An upper bound for $\sqrt{p_{n+1}}$

Question

Let $C$ be a positive constant. Is it true that for all sufficiently large integers $n$ the inequality $$\prod_{i=1}^n (1+\frac{1}{\sqrt{p_i}})>C\sqrt{p_{n+1}}$$ holds? (Here with $p_k$ is denoted the $k-$th prime number)

Answer 1

In fact, it is true. First of all denote the expression on the LHS of the inequality with $X.$ For now, fix $n$(which we will choose large enough later).
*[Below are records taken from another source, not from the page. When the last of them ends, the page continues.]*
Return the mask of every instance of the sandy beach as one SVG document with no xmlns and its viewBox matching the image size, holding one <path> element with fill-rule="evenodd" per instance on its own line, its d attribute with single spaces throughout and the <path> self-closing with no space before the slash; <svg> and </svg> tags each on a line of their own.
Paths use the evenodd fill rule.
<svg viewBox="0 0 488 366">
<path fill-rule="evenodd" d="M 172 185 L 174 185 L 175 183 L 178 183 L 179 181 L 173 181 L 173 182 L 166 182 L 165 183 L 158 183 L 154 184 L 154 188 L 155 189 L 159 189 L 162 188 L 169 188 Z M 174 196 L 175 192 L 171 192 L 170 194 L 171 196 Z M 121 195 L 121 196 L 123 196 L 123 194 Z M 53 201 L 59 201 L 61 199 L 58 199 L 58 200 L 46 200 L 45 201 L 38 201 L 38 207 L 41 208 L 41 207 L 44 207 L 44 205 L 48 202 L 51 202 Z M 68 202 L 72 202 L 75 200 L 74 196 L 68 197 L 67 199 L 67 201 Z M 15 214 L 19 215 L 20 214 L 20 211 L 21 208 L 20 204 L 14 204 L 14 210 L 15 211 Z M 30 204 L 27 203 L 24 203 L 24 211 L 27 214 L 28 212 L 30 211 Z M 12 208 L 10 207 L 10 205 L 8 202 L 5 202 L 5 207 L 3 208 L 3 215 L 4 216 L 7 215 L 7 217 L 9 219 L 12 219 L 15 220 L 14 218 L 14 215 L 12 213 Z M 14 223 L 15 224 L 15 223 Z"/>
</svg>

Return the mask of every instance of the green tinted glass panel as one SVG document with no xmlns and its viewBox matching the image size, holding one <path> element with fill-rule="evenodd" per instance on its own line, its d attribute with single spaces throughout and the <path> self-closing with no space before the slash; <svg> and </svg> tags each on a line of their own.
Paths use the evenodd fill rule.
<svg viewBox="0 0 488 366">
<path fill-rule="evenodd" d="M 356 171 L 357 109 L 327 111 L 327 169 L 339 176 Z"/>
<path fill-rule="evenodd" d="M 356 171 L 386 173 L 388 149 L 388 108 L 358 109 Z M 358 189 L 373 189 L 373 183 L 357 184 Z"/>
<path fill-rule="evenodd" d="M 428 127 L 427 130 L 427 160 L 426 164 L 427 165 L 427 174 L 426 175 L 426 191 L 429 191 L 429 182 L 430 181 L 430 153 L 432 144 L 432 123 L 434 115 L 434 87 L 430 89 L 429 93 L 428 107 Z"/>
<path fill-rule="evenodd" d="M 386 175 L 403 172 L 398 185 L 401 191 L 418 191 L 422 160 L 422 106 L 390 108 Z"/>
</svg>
Let $P$ be the set of the first $n$ primes. For a positive integer $N$ we denote by $f(N)$ the number of integers less than or equal to $N$ with squarefree parts, belonging to $P.$ Now let $A$ be a subset of $P$ and let $P(A)$ denotes the product of the elements of $A.$ The number of integers of the form $m^2A$ less than $N$ is exactly $[{\sqrt{\frac{N}{P(A)}}}],$ which is not greater than $\sqrt{\frac{N}{P(A)}}.$ Thus, $$f(N)\leq \sum_{A\subset P} \sqrt{\frac{N}{P(A)}}.$$ Note that the RHS of the inequality is exactly $$\sqrt{N}\prod_{i=1}^{n} (1+\frac{1}{\sqrt{p_i}}),$$ therefore $$X\geq \frac{f(N)}{\sqrt{N}}.$$ Now, let $M$ be a large enough integer and let $N=Mp_{n+1}.$ Let $p_{n+2},\ldots,p_{n+s}$ be all the primes greater than $p_{n+1}$ and smaller than $Mp_{n+1}.$ For each $M$ we can choose $n$ to be large enough such that $p_{n+1}>M.$ Now the numbers in $[1,N],$ which aren't counted in $f(N)$ are those divisible by $p_{n+i}(i=1,\ldots,s).$ So, $$f(N)\geq N(1-\sum_{i=1}^s \frac{1}{p_{n+i}}).$$ Now, pick $n,$ such that $\log{n}>10M.$ It is well known (around the prime number theorem) that $p_n>\frac{n\log{n}}{5}$ for each $n,$ so $Mp_{n+1}>p_{n+s}>\frac{(n+s)\log{(n+s)}}{5}.$ Hence, $$n+s<\frac{5Mp_{n+1}}{\log{(n+s)}}<\frac{5Mp_{n+1}}{\log{n}}<\frac{p_{n+1}}{2}.$$ As a consequence, $$\sum_{i=1}^{s} \frac{1}{p_{n+i}}<\frac{s}{p_{n+1}}<\frac{1}{2}.$$ Therefore, $$X\geq\frac{f(Mp_{n+1})}{\sqrt{Mp_{n+1}}}\geq \frac{Mp_{n+1}}{2\sqrt{Mp_{n+1}}}\geq \frac{\sqrt{Mp_{n+1}}}{2}>C\sqrt{p_{n+1}}$$ for $M>4C^2.$